Doug Henwood dhenwood at panix.com
Wed Oct 25 10:46:59 PDT 2006


On Oct 25, 2006, at 11:37 AM, Jerry Monaco wrote:


> We all have our superstitions and for some reason one of yours is that
> Marx's Capital provides knowledge of something in the real world.
> Capital is worth reading for its way of thinking, but the model
> matches nothing that we can point to today and didn't match much of
> 19th century English Capitalism, either. There were a few insights,
> but nothing that is worth calling a "theory", except in a very loose
> everyday sense.

I must rise to Marx's defense! I have to confess to never being able to get through Capital Vol. 2, but Vols. 1 and 3 are splendid. The structure of his analysis is thoroughly compelling, and revealing: starting from the simple commodity and expanding cumulatively into the social system that both produces it and grows up around it - the factory, imperialism, finance.
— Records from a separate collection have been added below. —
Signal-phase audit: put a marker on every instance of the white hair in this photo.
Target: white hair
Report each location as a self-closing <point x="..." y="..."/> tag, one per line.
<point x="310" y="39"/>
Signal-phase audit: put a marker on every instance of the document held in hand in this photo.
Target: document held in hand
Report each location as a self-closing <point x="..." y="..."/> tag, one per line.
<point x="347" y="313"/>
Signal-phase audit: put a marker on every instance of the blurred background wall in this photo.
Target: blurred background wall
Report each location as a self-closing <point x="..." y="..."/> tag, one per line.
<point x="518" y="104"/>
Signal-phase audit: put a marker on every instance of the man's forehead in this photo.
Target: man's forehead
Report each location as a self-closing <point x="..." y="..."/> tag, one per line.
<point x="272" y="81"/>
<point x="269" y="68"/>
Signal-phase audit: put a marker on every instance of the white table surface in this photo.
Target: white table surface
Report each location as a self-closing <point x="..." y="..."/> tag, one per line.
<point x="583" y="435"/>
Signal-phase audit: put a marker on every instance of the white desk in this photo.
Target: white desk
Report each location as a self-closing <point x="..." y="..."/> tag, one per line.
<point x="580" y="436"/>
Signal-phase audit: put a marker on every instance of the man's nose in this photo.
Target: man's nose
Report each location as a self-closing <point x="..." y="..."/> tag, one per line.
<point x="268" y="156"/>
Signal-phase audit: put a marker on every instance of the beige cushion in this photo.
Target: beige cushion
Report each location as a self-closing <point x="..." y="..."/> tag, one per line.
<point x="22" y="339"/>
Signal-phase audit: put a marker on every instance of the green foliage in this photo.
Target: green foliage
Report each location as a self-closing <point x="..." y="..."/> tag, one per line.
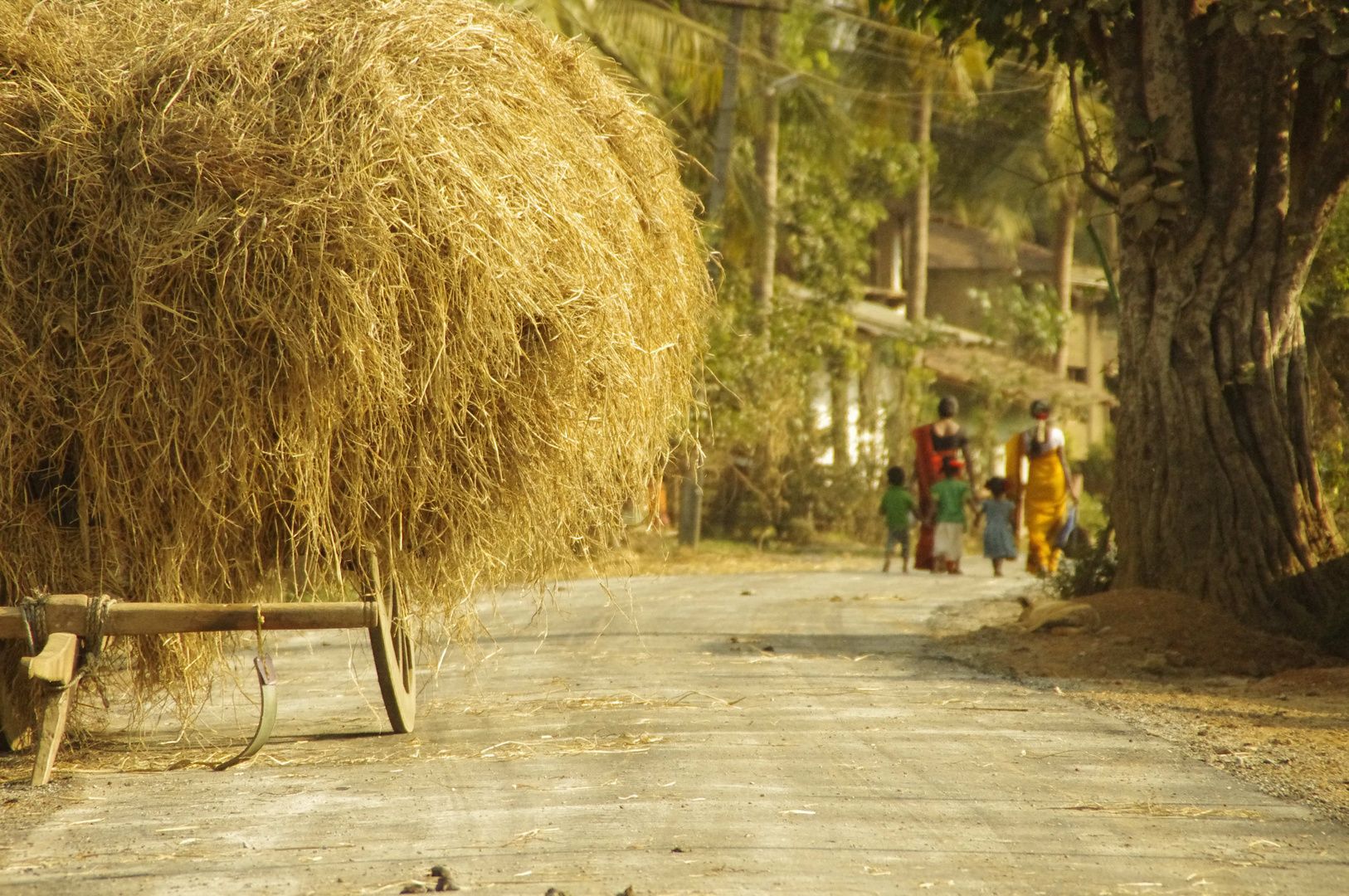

The antagonistic nature of capitalist production, the structure of classes, the control of labor, the role of the state, the division of surplus value into profit/interest/rent - that's all applicable to the world of 2006. More relevant, in some ways, because capitalism has pervaded almost every nook and cranny of the earth, and even our consciousness, far more than in the mid-19C.